As he lay stretched out on the field, his hands frozen over his face, it seemed like Tua Tagovailoa’s so-so football career was over.
It was the second time in three weeks that the quarterback had been leveled. He staggered off the field the first time, dropping to his knees for a moment after first getting up. He never made it to his feet this time. Think concussion. Think really bad concussion.
Think again.
Tagovailoa missed 2 ½ games in the NFL’s concussion protocol and then was cleared to return to action for the Miami Dolphins. Once dismissed as a popgun passer, he suddenly turned into one of the best signal callers in the game.
He went into the home stretch of the season leading the league in passing yards gained per attempt with 9.0, touchdown rate at 6.7 percent and efficiency rating at 115.7 He was second in completion rate at 69.7 percent and had the league’s third lowest interception rate at 1.1 percent.
With Tagovailoa standing behind the center, the Dolphins are 8-2 including wins over AFC powerhouses Buffalo and Baltimore and a distinct postseason threat.

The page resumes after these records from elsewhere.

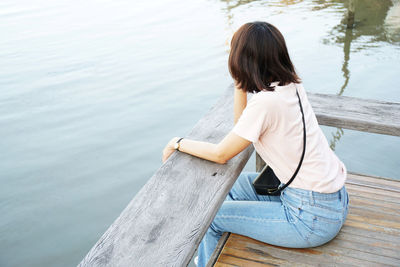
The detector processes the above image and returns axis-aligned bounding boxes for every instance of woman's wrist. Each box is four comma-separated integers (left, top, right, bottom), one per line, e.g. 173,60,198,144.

170,137,182,150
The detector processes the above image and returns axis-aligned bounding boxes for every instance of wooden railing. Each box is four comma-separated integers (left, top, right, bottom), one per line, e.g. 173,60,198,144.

78,85,400,267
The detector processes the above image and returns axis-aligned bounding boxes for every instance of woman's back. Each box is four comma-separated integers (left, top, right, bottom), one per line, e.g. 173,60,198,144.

232,82,347,193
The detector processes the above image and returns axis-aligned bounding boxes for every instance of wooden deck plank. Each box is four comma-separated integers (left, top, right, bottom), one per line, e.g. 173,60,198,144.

344,219,400,235
222,232,399,267
215,252,277,267
215,246,311,267
214,174,400,266
339,225,400,244
348,206,400,225
314,240,400,266
224,234,370,267
347,197,400,215
347,187,400,201
333,233,400,258
346,212,400,230
346,190,400,208
335,230,400,251
346,185,400,203
347,172,400,190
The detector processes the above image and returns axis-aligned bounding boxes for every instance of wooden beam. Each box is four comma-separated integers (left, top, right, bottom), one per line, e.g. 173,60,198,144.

78,85,254,267
308,92,400,136
206,232,231,267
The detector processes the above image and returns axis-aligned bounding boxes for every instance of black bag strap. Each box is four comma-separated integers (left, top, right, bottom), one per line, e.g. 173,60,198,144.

This from a quarterback who was pretty much dismissed as a mistake after being the fifth overall pick in the 2020 NFL draft. The left-hander out of Alabama seemed to lack the arm strength needed to succeed as a bigtime pro quarterback. Things got so serious that the team signed veteran Teddy Bridgewater as his backup, just in case Tagovailoa floundered this season.
Then Tagovailoa had what the pros quaintly call getting his bell rung and when he returned to the lineup, he was a new man. Of course, having two high quality receivers like Tyreek Hill and Jaylen Waddle running pass patterns certainly helped. Hill arrived from Kansas City in a trade and Waddle was Tagovailoa’s old teammate from Alabama. The trio fit together immediately.
The success of the quarterback and his two targets has helped silence critics who questioned Tagovailoa from the start. They are clicking on all cylinders and have helped thrust the Dolphins into second place in the AFC East Division.
His success has thrust Tagovailoa near the top of Pro Bowl balloting and the word around the league is he really is not the scatter-arm passer some people thought he was.
It just goes to show you what a couple of shots to the head can do sometimes.